Why some retailers are eyeing kiosks again

Multi-channel expectations have hit stores, according to a new report from Forrester Research. To meet store customers’ demands for the kind of information and service they can access on the web, some retailers are reconsidering kiosks.


Some 50% of U.S. consumers use the web at some point during the purchase, even if it’s only to research a product. Now, customers who are used to the control and level of information they have access to online are bringing those expectations into the store, sparking a return of retailers’ interest in kiosks, according to a new report from Forrester Research, “The retail kiosk comeback.”

“Retailers struggle with ways to meet these new demands. Kiosks can help meet them by providing consumers with the control to browse and compare product information at their own pace in the store, without depending on or feeling pressured by a sales associate,” notes report author Tamara Mendelsohn.

In fact, according to Forrester’s data, 67% of consumers polled believe kiosks would be a great way to get information without talking to a sales associate. The report notes that in-store kiosks can assist sales associates as well by giving them access to information already researched by shoppers they are assisting.

Yet some retailers’ early attempts at implementing web-enabled store kiosks failed due to factors such as poor design and poor placement in stores, leaving a bad taste in consumers’ mouths and causing some retailers who’d installed kiosks to take them out.

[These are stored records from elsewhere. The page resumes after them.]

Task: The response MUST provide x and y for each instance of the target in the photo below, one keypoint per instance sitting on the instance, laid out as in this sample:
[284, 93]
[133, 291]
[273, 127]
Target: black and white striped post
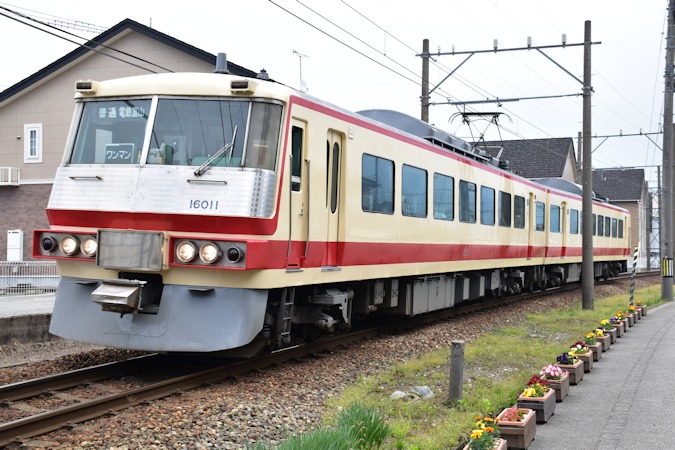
[632, 277]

Forrester’s report advises retailers looking to kiosks as a way to provide a better store experience to refocus their strategy before jumping back in, noting that the seemingly easy route of simply attaching an existing e-commerce site to the store kiosk is not necessarily the most effective one.

A successful kiosk implementation may require an interface more suitable to stores that leverages the platform functionality of the web site. For example, Forrester’s report notes, Virgin Megastores’ new kiosks allow shoppers to scan CDs or DVDs to retrieve product information already prepared for its web site.

Another approach is limiting kiosks` role in the store to a specific function. “A kiosk should have a specific job such as solving a problem. Simply putting up a ‘web site on a stick’ will not be the best way to solve a problem,” says Mendelsohn. “Retailers should identify a quantifiable, functional problem that a kiosk can solve and then design and optimize the hardware and software application to address the problem.” One example is using kiosks to allow store customers to check loyalty program status and point or reward balances, Forrester notes.